Je n’ai pas approfondi ma connaissance de Fabyn, qui pesait 100 kg pour 1,50 m : « un mélange entre Monica Bellucci et Josiane Balasko » (ce qui était tentant). Ou encore de cette « femme mariée de 33 ans à la recherche d’extras agréables, sans complications mais pleins de charme, de frissons et de désirs. Femme ou homme, mais pas les deux à la fois. » Quel bon goût !

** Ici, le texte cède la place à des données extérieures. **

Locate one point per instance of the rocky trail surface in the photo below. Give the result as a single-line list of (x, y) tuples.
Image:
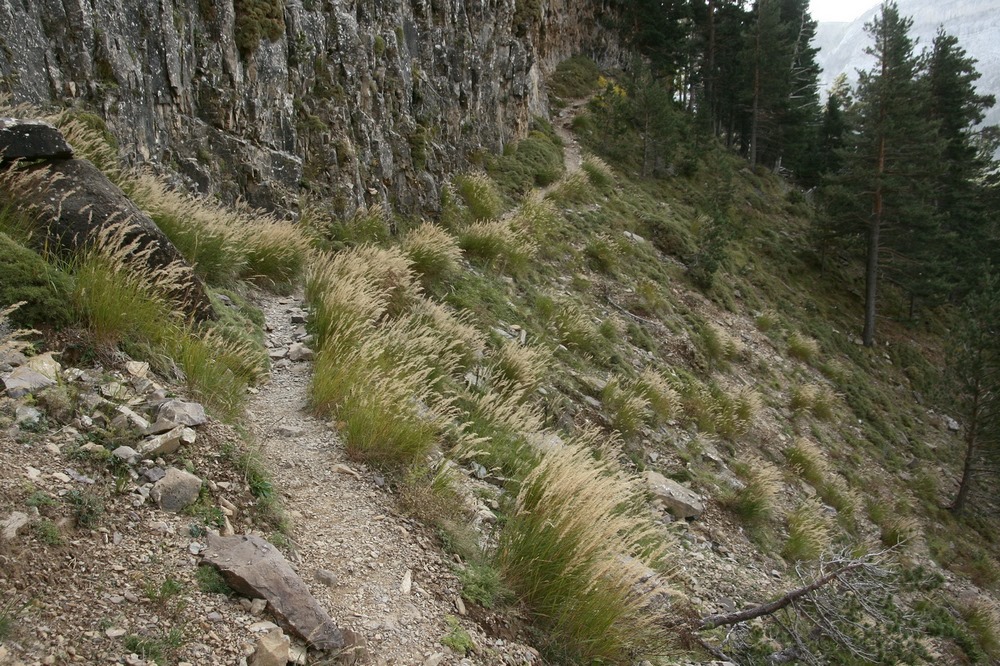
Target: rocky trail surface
[(376, 571)]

Un extra, une collation, un hors-d’œuvre, un dessert… Une chose est sûre, l’homme est ici un plat largement appétissant. J’aurais peut-être été séduit par Falbix : « Femme jeune (encore), blonde (ça dépend de l’humeur), yeux bleus (deux c’est mieux), dynamique (j’essaie), élégante (du moins, je pense), seconde main (mariée ou presque) mais en excellent état de fonctionnement… » Enfin, j’aurais eu trop peur de décevoir Ginette-Dus : « À la recherche de son Jean-Claude, entre 37 et 45 ans maximum, sûr de son charme, d’un bon niveau social et avec son humour légendaire. »
Basta Gleeden et sa croqueuse de pomme. Les fruits que je préfère se trouvent dans ma cuisine. Je n’ai pas besoin de raconter d’histoires pour les savourer.
(*) Pseudos et prénoms ont été modifiés. Les photos sont purement illustratives et ne représentent en rien la réalité.